Meet ‘Vyasarpadi’ Muniammal, one of the few women gaana singers in Chennai

VyarsarpadiMuniammalCF30jan2019

She sings at home, for family, at funerals… ‘Vyasarpadi’ Muniammal is among the few women gaana singers in the city

‘Vyasarpadi’ Muniammal sings about her dead husband in a deep voice. “Nee irandha podhum unai marakka mudiyuma… (How can I forget you once you’re gone?)”

She emphasises each word, sounding matter-of-fact and pained at the same time. Listening to her is like eavesdropping on a conversation she’s having with her husband. But the melancholic tune reminds us that it’s a song, after all. Gaana is like that: deeply personal, and yet, universal.

Muniammal recently performed at Raga Sudha Hall, Mylapore, as part of Chennai Kalai Theru Vizha. She is upbeat that she got a platform to perform — it was her first stage. But little has changed in her life.

She has now gone back to her world, eking out a living from the little she makes by singing at funerals. The 52-year-old lives in a Housing Board tenement at Udhaya Suriya Nagar, Vyasarpadi. “I’ve been singing since I was eight years old,” says Muniammal. “My father Kanthayyan and my brothers kept singing at our home in Chetty Thottam, Royapuram, all the time,” she says. “He played the jamuki, a string instrument fashioned out of a molam and sang at happy and sad events.”

Muniammal learned to sing by simply listening to the men sing. She was neither trained nor encouraged. “During her time, it was taboo for women to sing gaana at public events,” explains her nephew ‘Gaana’ Muthu, who’s part of The Casteless Collective band. “But there are so many women who sing gaana in North Chennai. They sing at home, at family events… it’s only recently, after the exposure filmmaker Pa Ranjith gave to the art form, that more and more women are coming forward,” he adds.

A day in her life

Muniammal spends her free time sitting outside her building with women from the neighbourhood. She’s known to be tough, especially during arguments that come her way. And her booming voice flies beyond several streets; it’s among her biggest assets. “I often sing while I’m at home by myself,” she says. She has three children, who sometimes contribute to her financial needs. Mostly, though, she struggles. “Since most funerals I sing at are for people I know, I cannot expect to be paid. Sometimes I am, but it’s not a lot,” she says.

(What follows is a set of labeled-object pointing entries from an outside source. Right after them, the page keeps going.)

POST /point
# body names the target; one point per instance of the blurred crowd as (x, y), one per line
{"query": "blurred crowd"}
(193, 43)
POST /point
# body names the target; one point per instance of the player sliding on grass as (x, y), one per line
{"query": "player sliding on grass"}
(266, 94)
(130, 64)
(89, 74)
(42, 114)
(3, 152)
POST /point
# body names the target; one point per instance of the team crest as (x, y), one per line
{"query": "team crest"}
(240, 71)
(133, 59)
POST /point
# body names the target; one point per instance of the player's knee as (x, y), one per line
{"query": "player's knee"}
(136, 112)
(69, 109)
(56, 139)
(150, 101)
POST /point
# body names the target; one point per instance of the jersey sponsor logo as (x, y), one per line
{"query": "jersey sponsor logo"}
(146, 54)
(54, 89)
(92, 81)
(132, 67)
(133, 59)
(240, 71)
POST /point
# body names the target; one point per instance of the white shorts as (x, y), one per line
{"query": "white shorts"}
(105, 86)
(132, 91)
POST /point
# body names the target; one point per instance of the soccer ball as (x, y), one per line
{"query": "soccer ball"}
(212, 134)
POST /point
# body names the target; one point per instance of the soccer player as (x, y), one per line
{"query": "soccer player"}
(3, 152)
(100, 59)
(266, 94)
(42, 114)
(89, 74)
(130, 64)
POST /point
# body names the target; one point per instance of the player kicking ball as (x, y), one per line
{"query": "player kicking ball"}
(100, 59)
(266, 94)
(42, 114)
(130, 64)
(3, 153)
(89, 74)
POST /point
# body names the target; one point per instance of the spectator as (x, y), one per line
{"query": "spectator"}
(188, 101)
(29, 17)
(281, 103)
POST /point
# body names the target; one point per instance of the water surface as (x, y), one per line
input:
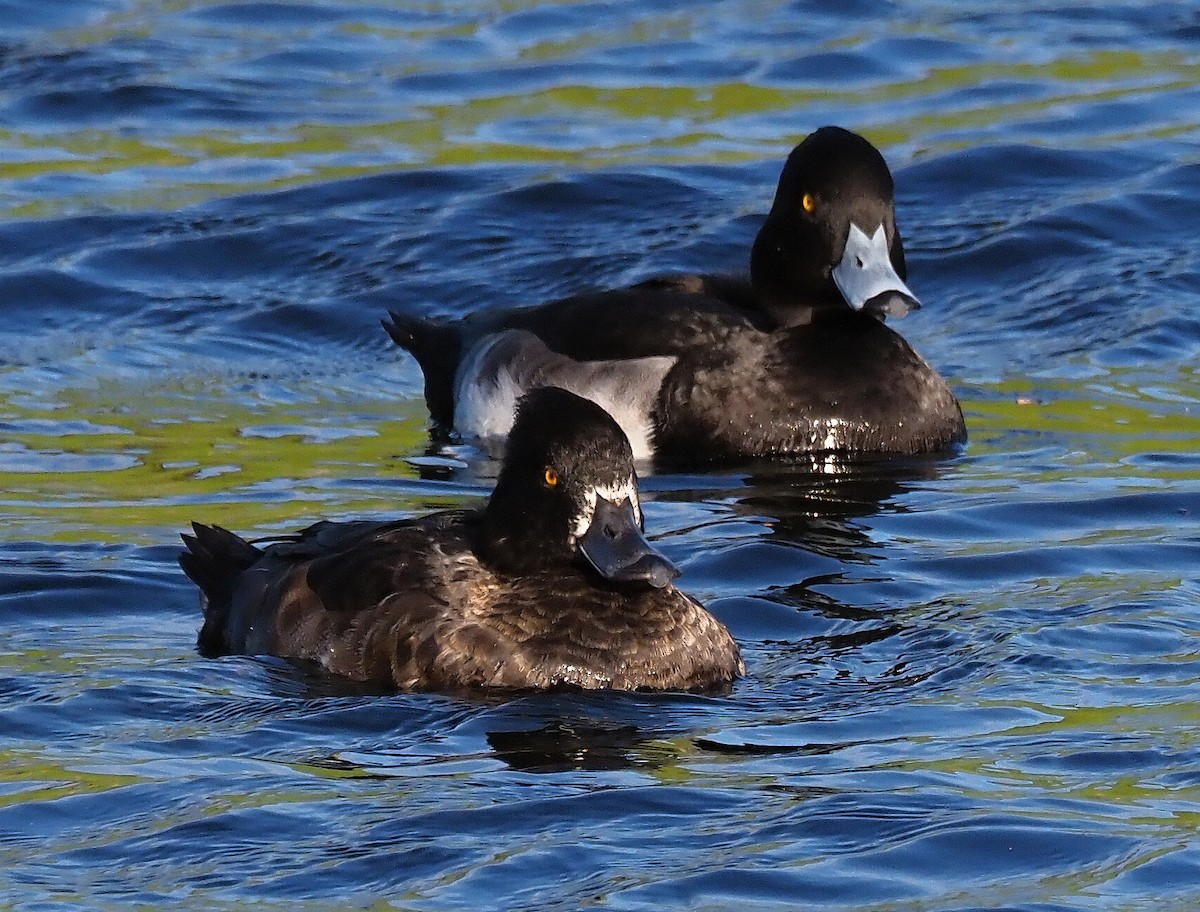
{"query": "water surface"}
(972, 682)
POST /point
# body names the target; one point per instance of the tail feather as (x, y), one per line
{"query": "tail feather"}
(214, 561)
(437, 347)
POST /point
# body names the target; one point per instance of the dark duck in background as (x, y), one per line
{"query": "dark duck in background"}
(706, 367)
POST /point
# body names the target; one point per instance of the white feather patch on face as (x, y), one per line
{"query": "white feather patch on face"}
(616, 493)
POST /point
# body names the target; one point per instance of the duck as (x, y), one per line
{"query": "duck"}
(550, 586)
(699, 369)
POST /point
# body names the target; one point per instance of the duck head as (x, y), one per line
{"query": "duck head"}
(568, 495)
(831, 238)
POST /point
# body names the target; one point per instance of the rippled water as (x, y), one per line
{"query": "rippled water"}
(972, 683)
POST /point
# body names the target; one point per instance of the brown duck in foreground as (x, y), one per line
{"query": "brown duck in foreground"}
(551, 585)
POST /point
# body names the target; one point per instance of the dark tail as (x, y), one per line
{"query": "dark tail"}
(437, 347)
(214, 561)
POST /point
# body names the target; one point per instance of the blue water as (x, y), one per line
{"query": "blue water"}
(972, 682)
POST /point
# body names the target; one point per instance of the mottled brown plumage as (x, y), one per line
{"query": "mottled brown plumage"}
(498, 598)
(796, 360)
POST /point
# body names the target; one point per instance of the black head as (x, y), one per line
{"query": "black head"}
(568, 495)
(831, 238)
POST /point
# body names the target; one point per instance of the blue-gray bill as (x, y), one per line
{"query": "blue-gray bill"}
(616, 547)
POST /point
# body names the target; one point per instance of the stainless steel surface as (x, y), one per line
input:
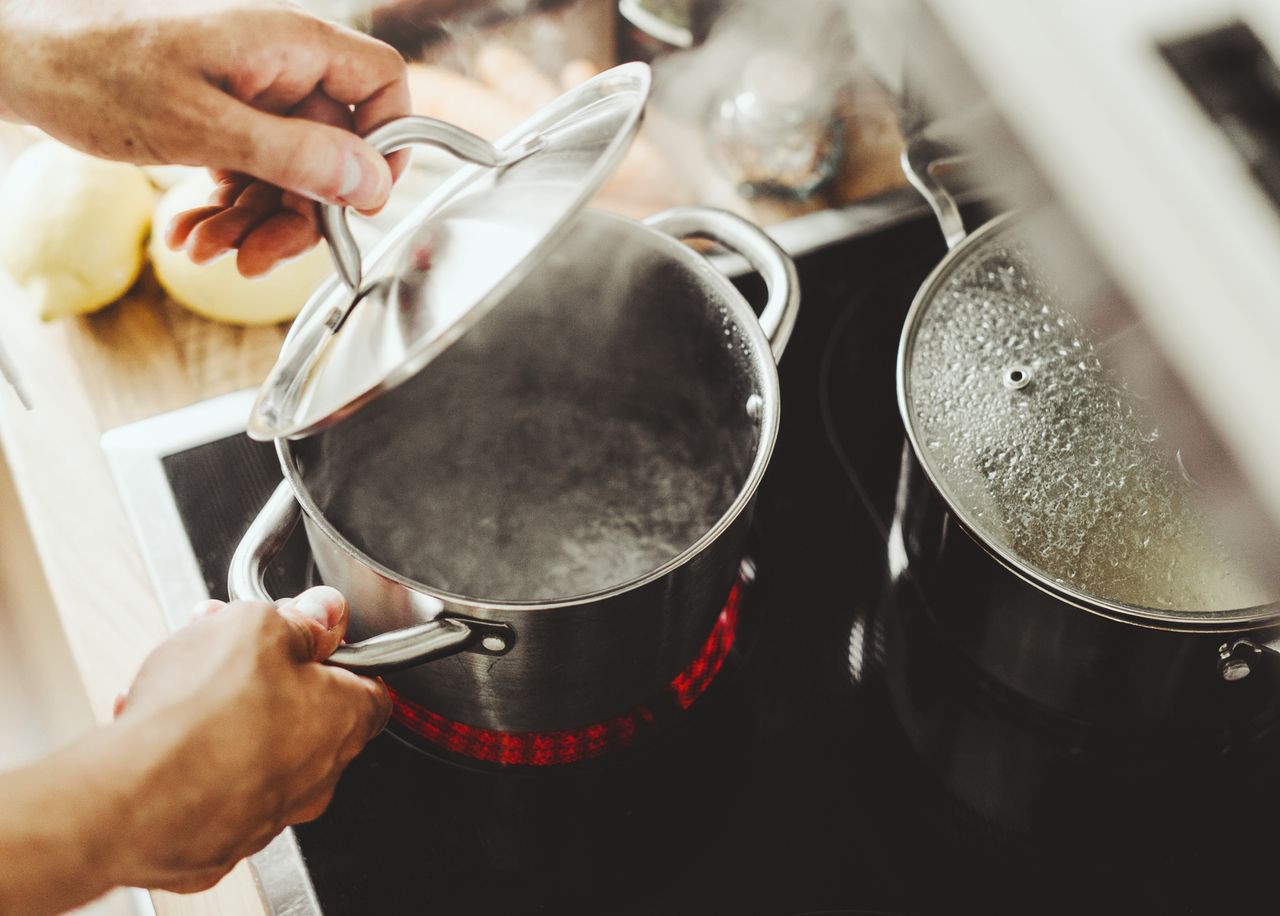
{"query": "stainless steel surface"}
(136, 452)
(379, 654)
(394, 136)
(920, 159)
(1086, 659)
(987, 238)
(447, 264)
(641, 632)
(1070, 660)
(764, 256)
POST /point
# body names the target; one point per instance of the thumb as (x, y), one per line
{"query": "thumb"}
(316, 160)
(324, 612)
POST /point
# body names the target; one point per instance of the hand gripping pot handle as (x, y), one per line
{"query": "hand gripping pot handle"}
(394, 136)
(375, 655)
(778, 316)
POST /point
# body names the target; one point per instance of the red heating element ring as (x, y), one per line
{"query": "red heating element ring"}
(547, 749)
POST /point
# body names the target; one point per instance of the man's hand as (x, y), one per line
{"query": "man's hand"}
(231, 732)
(266, 96)
(242, 734)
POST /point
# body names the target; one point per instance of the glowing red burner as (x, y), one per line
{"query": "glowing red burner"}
(543, 749)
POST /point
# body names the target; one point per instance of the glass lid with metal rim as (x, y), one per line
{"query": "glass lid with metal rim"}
(385, 316)
(1045, 452)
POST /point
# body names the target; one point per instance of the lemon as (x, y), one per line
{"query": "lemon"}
(216, 291)
(72, 228)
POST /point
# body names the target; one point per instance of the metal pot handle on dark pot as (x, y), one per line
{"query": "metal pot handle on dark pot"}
(446, 636)
(919, 160)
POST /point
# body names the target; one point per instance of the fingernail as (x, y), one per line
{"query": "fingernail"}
(323, 604)
(351, 177)
(364, 184)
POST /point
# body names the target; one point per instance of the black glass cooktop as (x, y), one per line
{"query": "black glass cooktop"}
(790, 787)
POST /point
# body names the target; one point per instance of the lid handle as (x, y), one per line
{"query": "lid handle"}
(394, 136)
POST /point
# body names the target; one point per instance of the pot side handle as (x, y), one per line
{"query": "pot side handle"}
(778, 316)
(919, 160)
(1237, 658)
(373, 656)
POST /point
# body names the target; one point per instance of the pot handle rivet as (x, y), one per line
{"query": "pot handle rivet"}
(1016, 378)
(1235, 659)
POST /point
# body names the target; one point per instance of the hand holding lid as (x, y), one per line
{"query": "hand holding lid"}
(385, 316)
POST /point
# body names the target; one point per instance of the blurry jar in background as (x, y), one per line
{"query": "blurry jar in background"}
(776, 129)
(649, 28)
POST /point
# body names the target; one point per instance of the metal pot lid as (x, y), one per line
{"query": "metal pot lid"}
(1045, 453)
(451, 260)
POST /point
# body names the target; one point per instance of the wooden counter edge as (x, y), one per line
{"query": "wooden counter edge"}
(87, 550)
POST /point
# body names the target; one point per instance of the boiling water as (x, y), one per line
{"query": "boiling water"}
(568, 443)
(1064, 471)
(558, 499)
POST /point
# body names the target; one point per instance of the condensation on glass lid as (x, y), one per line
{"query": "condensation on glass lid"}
(1046, 452)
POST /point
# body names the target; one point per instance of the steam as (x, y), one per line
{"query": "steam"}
(814, 36)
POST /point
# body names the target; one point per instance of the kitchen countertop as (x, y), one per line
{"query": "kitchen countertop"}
(144, 356)
(140, 357)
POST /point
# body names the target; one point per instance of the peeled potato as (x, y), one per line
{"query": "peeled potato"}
(216, 291)
(72, 228)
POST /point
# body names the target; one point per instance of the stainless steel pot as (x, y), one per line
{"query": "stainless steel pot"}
(405, 502)
(1002, 585)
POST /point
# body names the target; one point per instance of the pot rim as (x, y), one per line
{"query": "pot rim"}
(1155, 618)
(769, 392)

Her music transforms her into a completely different person. “I never sang gaana for my husband,” she says, “He liked romantic film songs.” Muniammal’s husband died four years ago; he worked at the Koyambedu vegetable market.

On nights he was drunk, he requested that she sing for him. “I sang the kind of songs he liked,” recalls Muniammal. He too, like her father, didn’t encourage her to sing outside. And so she only did so in groups, at funerals of relatives, letting her voice mingle with many others.

Her songs are from her life — she sings about the mosquito menace in her area, about her children… at funerals, she notes down the name of the deceased and incorporates it in her gaana. Muthu says that by singing at funerals, the singers aid in mourning. “It helps people cry away their sorrow,” he adds.

But in doing so, the singer too, ends up grieving. In her mind, she believes that she’s lost someone close to her. This is an unwritten rule in gaana. Says Muniammal, “I cry all the time when I sing at funerals.”